Here's where the consumer disconnect begins: caveat emptor. Although, academic and clinical researchers are bombarding the general public with amazing technological discoveries in health and medicine (think Nobel prizes), there is a growing disconnect between public perception and research practice. Yes, researchers can sequence and compile a bacterial genome in just a fews days; but no, most commercial genetic "testing" companies do not do any direct DNA sequencing. Instead, they utilize SNP targeted assays.

Now these SNP assays are really good at doing what they do. These are powerful tools. But the information they reveal about a person represents a very small, infinitesimal fraction of that person's genetic information.
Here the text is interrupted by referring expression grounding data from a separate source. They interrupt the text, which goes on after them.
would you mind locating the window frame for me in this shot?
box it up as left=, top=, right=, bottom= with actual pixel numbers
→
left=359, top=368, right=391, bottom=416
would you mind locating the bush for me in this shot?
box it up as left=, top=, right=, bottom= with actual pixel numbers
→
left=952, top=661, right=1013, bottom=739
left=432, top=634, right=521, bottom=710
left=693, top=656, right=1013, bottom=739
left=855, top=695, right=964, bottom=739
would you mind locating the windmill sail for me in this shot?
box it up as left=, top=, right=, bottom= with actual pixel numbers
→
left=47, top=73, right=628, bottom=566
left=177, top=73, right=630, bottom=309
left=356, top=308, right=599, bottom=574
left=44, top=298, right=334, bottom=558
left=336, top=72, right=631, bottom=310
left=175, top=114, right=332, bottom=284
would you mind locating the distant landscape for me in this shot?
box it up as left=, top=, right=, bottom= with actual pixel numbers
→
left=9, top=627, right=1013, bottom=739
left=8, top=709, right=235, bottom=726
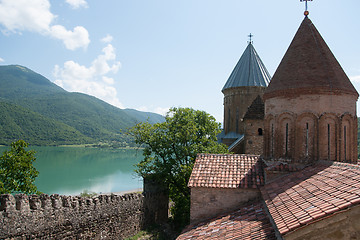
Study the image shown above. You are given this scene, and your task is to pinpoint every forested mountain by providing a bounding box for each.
[0,65,164,146]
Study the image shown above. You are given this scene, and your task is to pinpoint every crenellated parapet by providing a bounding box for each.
[0,193,146,239]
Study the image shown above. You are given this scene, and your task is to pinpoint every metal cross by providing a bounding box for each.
[300,0,313,13]
[248,33,253,44]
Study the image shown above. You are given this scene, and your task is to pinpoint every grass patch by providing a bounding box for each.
[79,190,97,198]
[125,230,150,240]
[125,225,169,240]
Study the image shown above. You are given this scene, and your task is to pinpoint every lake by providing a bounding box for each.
[0,146,143,195]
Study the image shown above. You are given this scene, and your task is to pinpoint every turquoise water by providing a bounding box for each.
[0,146,143,195]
We are somewhat casual about this very low-level of private, direct-to-consumer, genetic "testing" because this simple information is manageable. However, in the near future, genetic testing services will be offering more and more depth in actual DNA sequence information from an individual. We need to start shifting the public perspective away from a casual, almost touristic fascination with genetic testing to a more serious realization of the depth, power and necessity for privacy in handling personal DNA data.